How often do I hear patients – particularly those with neck and shoulder pain or headaches – blame their problem on the stress they are under in their lives? And it’s true. When we are stressed, anxious, cold or otherwise tense, our muscles respond by tightening up and this is an extremely common cause of neck pain and headaches. Our lives these days seem riddled with things specifically designed to keep us worked-up, whether it’s family troubles, money worries or just some irritating person at work. And there’s no getting away from it – we are increasingly unable to take time out for ourselves, thanks to the presence of technology which will beep, buzz and generally jump up and down in front of us until we answer whatever minutiae it has decided requires our attention.
But there are ways we can help ourselves, and here are just a few:
- Stay positive. Easier said than done a lot of the time, but by consciously avoiding thinking negatively about situations and focussing on the good things that have happened in your day, you can often stay a little calmer.
- Avoid information overload. You can’t stop a lot of information coming at you, but you can learn to be effective at prioritising what gets most of your attention. By concentrating on the most important things first, and leaving the little things until later, you often feel more in control of what you are doing. I also find it’s helpful to have, for example, an hour before I stop for lunch and another at the end of the day for doing all the silly little jobs that will otherwise bug the heck out of you, but will only take a moment each. So you spend most of your time on the major projects, knowing the errands and small tasks will still get done.
- Have a tea break.

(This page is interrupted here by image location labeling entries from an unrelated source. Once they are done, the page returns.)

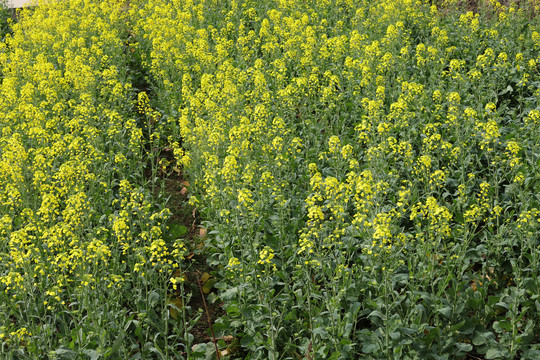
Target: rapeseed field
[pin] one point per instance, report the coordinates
(366, 174)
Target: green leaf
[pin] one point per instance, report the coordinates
(153, 298)
(177, 230)
(482, 337)
(464, 347)
(370, 348)
(446, 312)
(494, 353)
(93, 354)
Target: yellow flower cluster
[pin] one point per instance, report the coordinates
(71, 213)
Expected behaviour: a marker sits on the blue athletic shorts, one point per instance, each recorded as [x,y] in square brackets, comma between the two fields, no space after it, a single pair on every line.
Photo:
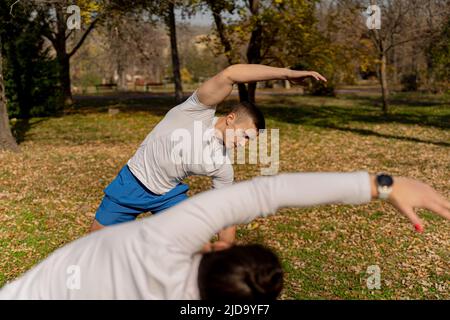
[126,197]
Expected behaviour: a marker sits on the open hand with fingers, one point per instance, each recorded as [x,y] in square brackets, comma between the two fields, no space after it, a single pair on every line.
[297,76]
[409,194]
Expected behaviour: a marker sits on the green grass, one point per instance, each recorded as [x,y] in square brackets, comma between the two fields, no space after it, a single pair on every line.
[49,192]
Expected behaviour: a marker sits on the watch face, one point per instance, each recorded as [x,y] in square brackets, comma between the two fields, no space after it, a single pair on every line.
[384,180]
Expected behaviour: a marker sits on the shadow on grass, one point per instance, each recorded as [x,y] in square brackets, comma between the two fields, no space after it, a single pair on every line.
[364,109]
[338,118]
[22,126]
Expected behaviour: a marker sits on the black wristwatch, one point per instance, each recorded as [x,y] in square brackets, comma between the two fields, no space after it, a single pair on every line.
[384,185]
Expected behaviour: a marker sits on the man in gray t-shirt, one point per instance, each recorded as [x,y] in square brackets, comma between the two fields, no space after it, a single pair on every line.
[190,140]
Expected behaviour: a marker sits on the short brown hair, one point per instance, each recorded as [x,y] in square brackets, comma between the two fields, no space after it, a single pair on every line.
[248,109]
[242,272]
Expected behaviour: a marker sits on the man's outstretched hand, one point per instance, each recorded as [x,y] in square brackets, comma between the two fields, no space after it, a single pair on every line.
[409,194]
[297,76]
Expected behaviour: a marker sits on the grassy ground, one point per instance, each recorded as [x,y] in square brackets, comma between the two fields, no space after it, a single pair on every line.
[50,191]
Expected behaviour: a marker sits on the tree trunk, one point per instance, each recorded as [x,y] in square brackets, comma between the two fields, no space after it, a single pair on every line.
[64,78]
[254,47]
[63,57]
[216,9]
[174,52]
[7,141]
[384,84]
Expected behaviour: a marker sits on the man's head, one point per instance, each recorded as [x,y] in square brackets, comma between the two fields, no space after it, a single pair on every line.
[245,273]
[241,124]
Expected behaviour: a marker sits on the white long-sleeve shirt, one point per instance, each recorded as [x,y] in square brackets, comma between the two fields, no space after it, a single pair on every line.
[157,257]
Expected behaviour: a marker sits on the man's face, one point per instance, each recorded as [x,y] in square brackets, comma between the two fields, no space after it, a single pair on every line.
[239,130]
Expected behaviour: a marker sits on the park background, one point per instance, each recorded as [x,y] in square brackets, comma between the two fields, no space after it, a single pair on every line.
[76,103]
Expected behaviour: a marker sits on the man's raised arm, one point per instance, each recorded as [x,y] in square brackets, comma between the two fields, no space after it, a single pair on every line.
[216,89]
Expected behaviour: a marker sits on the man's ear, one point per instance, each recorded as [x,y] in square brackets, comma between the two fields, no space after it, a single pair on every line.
[231,118]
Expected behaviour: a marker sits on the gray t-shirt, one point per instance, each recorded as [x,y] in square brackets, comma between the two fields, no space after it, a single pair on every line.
[156,257]
[182,144]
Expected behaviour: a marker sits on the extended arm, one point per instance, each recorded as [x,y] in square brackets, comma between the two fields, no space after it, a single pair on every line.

Not only does this afford you the opportunity to stand up and walk around, but it is also a good moment to take a step back from whatever you are working on, helping you to keep the bigger picture in focus.
- Sleep! It’s a vicious cycle – sleep is commonly disrupted by stress, but stress is made worse by lack of sleep. Sleep is vital not only for your psychological well-being, but also your physical well-being. Different things work for different people, but finding a routine which allows you to wind down at the end of the day and get a good nights’ sleep is vitally important. It’s starting to sound a little cliché, but it is often as simple as switching off all screens for 30-60mins before you go to bed.
- Make time for you. Whether it’s an activity you particularly enjoy, a hobby you haven’t been indulging in much lately or simply planning to do nothing at all for an evening except have some quality family-and-friend time, try to make space in your life for something just for you. It will not only help your stress levels, but it will also give you something to look forward to and allow you to work more efficiently when you do get back to whatever else you’ve got going on.
- Take a different view. A bit like trying to think positively, when something happens that causes you worry and anxiety why not try and see how this could actually work in your favour. For example, if you are made redundant, try to look at it as a chance to do something new that you might otherwise never have tried. Or, if money is a bit tight and you can’t take the kids out for a fun trip to the theme park, look for ways to make the most of spending time together by doing something like baking a cake – ingredients can be bought relatively cheaply, the mess and excitement of baking it, plus a delicious treat at the end! Who needs Alton Towers?!
- Devote time to helping others. When you feel down, do some good. Go to a pet rescue centre and take an abandoned dog for a walk (a win-win situation, as being around animals also lowers stress levels) or bag groceries for a food bank near your home. It can help put things in perspective, as well as taking you away from whatever was stressing you out in the first place.
- Enjoy park life. I’ve said it before, I’ll undoubtedly say it again…exercise is priceless when it comes to physical and psychological well-being. As the owner of a mad Jack Russell, I sometimes find it hard to motivate myself to take her out for a walk. I know she needs it, I know her irritating behaviours around the house will decrease the minute I do it, but somehow it’s an effort to make myself do it. But it’s so worth it – there’s always something beautiful to look at, no matter what season or what the weather is like.